«¿Qué hago aquí al pie de una palabra / que no se deja decir? /
Inútil perseguirla, ella sabe / que su única casa es ella misma»
Juan Gelman, Mundar.
La muerte debe ser un lugar donde van a parar todas aquellas palabras que no decimos. “Quiero más”, “Andá vos, yo no voy”, “Tengo miedo”, “tu silencio me lastima”, “dejame sola” , “no puedo ayudarte hoy”. Me temo que las palabras encuentran su lugar en esa frontera entre lo que somos y deseamos ser, y si resulta que esa frontera queda en la muerte, allá las veremos, atadas unas a otras, imprudentes y emancipadas del flujo negro a la que las sometimos en vida.
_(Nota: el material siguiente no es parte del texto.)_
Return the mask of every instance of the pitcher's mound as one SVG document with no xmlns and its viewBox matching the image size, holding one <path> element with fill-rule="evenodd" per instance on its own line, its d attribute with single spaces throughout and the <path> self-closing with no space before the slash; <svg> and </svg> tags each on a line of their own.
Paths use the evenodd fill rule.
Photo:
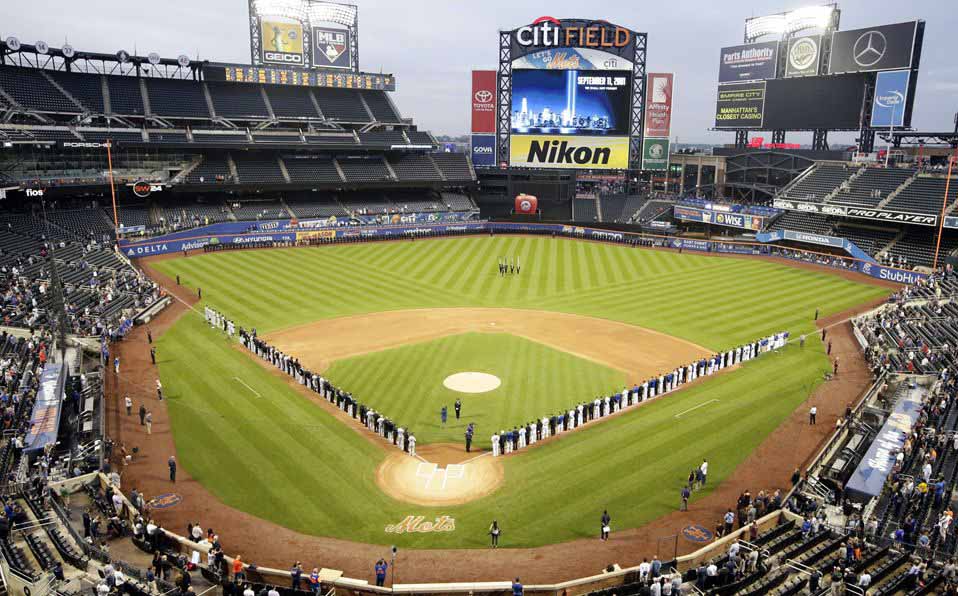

“Hasta acá llego”, “me siento sola”, “eso no lo permito”, "hoy tengo ganas de verte": Esperan crudas las palabras en la muerte para que las tomemos cuando no hay nada que perder. Y así “te extraño” en la muerte, es un dolor de garganta en la vida, una angina que tardó días en curarse. “Me revienta que hagas como si no pasara nada” es un nudo en el estómago, una bala alojada en el centro del pecho, una explosión de llanto. “¿sabes? no me la aguanto, yo no subo ahí” es en la vida un estertor, una puntada en el corazón. “Te amo pero me lastimaste” es una espuma espesa en la boca, una náusea que sube, que se arquea dentro como mil demonios que parecen acomodarse cuando, en vez de darle voz, los soplamos para adentro. Así, un día, caminando por el pasillo de lo definitivo, la encontraremos. Y hartas las palabras de pedir cauce, nos dejaran pasar a través. No nos pedirán nada. Solo sentiremos la inquietud y el sabor amargo y rancio de la saliva cuando rumiamos el lenguaje en silencio. Y sed, sentiremos mucha sed para siempre.